Perekrutan (Fenomena loker)



Bergerombolnya orang ketika mendengar lowongan pekerjaan. Hal itu sangat menarik bagi orang yang sedang mencari pekerjaan. Mahasiswa tingkat akhir, mahasiswa yang sudah pernah memakai baju toga, bahkan lulusan-lulusan lainpun segera memburunya ketika ada kabar lowongan pekerjaan.

Jarak bukanlah halangan untuk mencoba mencari keberuntungan dengan mengikuti serangkaian seleksi. Interview, tes psikotes dan rangkaian tes-tes lainnya. Mereka antri berjam-jam untuk bertemu HRD, untuk mengikuti tes. Yang mereka sendiri pun tahu dari sekian ribu pelamar hanya beberapa orang saja yang akan diterima oleh perusahaan.

Namun, mereka tak mengenal lelah, mereka tak menenal putus asa. Hingga tetes darah penghabisan pun mereka lakukan.

Tetapi ada satu hal yang menarik dan ini membuat geram. Ketika orang mengantri berjam-jam, mengikuti serangkaian tes ini dan itu. Ada beberapa orang yang hanya melakukan tes tersebut secara formalitas saja. Atau bahkan mereka tak melakukan tes sama sekali.

Bukan karena nilai mereka di sekolah bagus, bukan karena IPK mereka tinggi, bukan pula karena pengalaman pekerjaan mereka. Melainkan karena mereka mempunyai orang dalam, yang siap membantu mereka meloloskannya.

Ah… sungguh lucunya negeri ini. Rasanya itu semua tak adil. Tak adil bagi banyak pihak, teruatama para pelamar yang rela mengantri berjam-jam untuk melaksanakan serangkaian tektek bengek perekrutan. Pada akhirnya mereka akan gugur, bukan karena hasil seleksi yang jelek. Melainkan karena ada orang yang bisa lolos begitu saja seperti keluar masuk pasar.

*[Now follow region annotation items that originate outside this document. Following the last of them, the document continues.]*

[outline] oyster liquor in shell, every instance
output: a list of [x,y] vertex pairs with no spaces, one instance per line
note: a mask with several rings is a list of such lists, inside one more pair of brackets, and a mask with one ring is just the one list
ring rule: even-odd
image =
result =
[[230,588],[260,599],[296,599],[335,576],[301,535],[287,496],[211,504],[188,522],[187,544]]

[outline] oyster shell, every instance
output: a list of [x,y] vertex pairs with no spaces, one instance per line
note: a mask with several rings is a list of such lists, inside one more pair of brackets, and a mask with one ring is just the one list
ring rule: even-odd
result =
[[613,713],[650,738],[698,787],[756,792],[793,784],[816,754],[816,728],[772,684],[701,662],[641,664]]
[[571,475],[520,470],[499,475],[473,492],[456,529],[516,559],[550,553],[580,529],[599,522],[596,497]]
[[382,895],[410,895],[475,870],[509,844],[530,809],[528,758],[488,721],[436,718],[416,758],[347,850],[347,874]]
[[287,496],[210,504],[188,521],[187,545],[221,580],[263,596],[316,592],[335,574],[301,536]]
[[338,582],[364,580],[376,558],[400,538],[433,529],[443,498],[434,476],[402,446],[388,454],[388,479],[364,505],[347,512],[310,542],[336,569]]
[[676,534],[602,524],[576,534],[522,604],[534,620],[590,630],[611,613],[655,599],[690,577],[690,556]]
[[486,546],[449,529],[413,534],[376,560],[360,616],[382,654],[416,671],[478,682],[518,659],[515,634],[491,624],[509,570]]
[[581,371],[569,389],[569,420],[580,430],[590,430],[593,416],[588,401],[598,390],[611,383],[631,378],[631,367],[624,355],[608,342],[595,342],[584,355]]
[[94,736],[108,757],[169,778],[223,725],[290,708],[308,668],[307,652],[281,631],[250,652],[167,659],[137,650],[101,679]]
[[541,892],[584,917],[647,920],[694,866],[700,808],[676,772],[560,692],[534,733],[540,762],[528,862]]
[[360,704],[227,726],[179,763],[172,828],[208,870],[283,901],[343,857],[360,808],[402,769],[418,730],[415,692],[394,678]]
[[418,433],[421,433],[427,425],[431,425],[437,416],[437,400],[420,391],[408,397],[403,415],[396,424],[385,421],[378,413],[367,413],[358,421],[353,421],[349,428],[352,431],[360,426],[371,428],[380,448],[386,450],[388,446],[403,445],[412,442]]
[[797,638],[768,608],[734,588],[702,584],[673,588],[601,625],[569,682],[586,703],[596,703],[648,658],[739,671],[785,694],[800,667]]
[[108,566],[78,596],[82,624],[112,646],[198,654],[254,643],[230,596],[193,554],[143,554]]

Pantaslah rasanya ketika saat ini pelayanan-pelayanan jasa, atau produk-produk yang dihasilkan tak sebaik pada zaman dulu. Karena pekerjanya pun, bukanlah seluruhnya yang terbaik. Hanya karena hubungan kekerabatan atau kedekatan mereka lolos. Tentunya dengan mengabaikan keriteria pegawai perusahaan tersebut.

Sudah menjadi rahasia umum sebenarnya fenomena mengerikan seperti itu saat ini. Bahkan sepertinya mereka sudah tak malu menunjukan hal seperti itu. Atau mereka malah bangga dengan melakukan seperti itu.

“Tenang saja lah saya kan punya Om disini. Dia pasti bantu saya”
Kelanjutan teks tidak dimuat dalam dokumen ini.